How much water does it take to make hydrogen by electrolysis?

How much water is consumed by electrolysis

Step one: Hydrogen production

Water consumption comes from two steps: hydrogen production and upstream energy carrier production. For hydrogen production, the minimum consumption of electrolyzed water is approximately 9 kilograms of water per kilogram of hydrogen. However, taking into account the demineralization process of water, this ratio can range from 18 to 24 kilograms of water per kilogram of hydrogen, or even as high as 25.7 to 30.2.

For the existing production process (methane steam reforming), the minimum water consumption is 4.5kgH2O/kgH2 (required for reaction), taking into account process water and cooling, the minimum water consumption is 6.4-32.2kgH2O/kgH2.

Step 2: Energy sources (renewable electricity or natural gas)

Another component is water consumption to produce renewable electricity and natural gas. The water consumption of photovoltaic power varies between 50-400 litres /MWh (2.4-19kgH2O/kgH2) and that of wind power between 5-45 litres /MWh (0.2-2.1kgH2O/kgH2). Similarly, gas production from shale gas (based on US data) can be increased from 1.14kgH2O/kgH2 to 4.9kgH2O/kgH2. 

In conclusion, the average total water consumption of hydrogen generated by photovoltaic power generation and wind power generation is about 32 and 22kgH2O/kgH2, respectively. The uncertainties come from solar radiation, lifetime and silicon content. This water consumption is on the same order of magnitude as hydrogen production from natural gas (7.6-37 kgh2o /kgH2, with an average of 22kgH2O/kgH2).

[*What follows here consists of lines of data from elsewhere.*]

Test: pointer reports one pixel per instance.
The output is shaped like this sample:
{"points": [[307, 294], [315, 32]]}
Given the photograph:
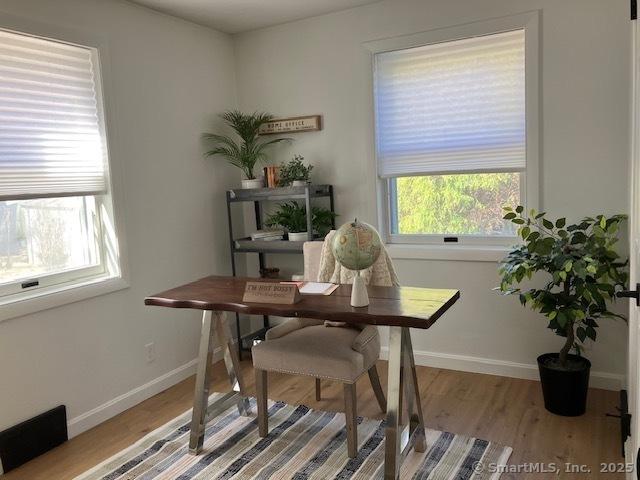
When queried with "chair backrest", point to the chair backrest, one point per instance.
{"points": [[311, 252]]}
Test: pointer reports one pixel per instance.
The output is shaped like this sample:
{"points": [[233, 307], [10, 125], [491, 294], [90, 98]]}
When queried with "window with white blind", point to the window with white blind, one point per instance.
{"points": [[453, 131], [54, 188]]}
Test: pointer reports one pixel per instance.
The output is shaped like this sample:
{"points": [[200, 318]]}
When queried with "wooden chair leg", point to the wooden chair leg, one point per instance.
{"points": [[351, 412], [261, 399], [377, 388]]}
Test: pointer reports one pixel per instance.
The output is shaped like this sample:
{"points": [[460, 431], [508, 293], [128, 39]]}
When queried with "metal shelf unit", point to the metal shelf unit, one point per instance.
{"points": [[262, 247]]}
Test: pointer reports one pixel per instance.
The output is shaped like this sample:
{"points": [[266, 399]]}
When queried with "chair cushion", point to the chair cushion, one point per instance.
{"points": [[316, 351]]}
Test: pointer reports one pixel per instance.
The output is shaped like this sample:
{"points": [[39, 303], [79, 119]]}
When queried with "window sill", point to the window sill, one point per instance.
{"points": [[458, 253], [58, 295]]}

Total water footprint: Lower when using renewable energy

Similar to CO2 emissions, a prerequisite for a low water footprint for electrolytic routes is the use of renewable energy sources. If only a small fraction of the electricity is generated using fossil fuels, the water consumption associated with electricity is much higher than the actual water consumed during electrolysis.

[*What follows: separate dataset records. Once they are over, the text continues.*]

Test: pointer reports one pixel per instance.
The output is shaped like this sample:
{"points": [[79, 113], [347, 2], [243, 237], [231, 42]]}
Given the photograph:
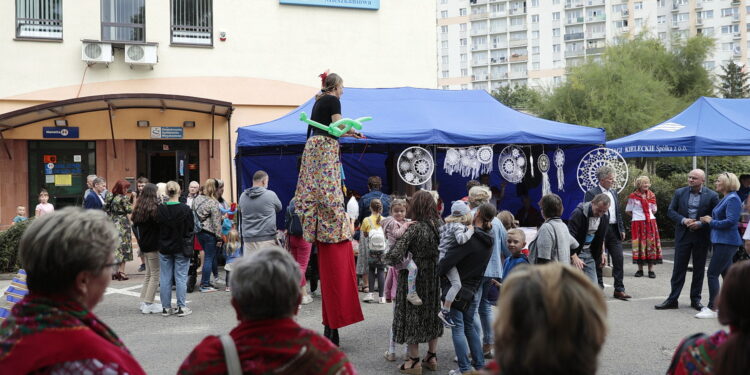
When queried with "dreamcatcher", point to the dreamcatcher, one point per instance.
{"points": [[560, 164], [597, 158], [415, 165], [512, 164], [543, 164]]}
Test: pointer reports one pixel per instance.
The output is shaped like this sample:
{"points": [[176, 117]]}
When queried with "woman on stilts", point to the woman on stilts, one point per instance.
{"points": [[320, 206]]}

For example, gas power generation can use up to 2,500 litres /MWh of water. It is also the best case for fossil fuels (natural gas). If coal gasification is considered, hydrogen production can consume 31-31.8kgH2O/kgH2 and coal production can consume 14.7kgH2O/kgH2. Water consumption from photovoltaics and wind is also expected to decrease over time as manufacturing processes become more efficient and energy output per unit of installed capacity improves.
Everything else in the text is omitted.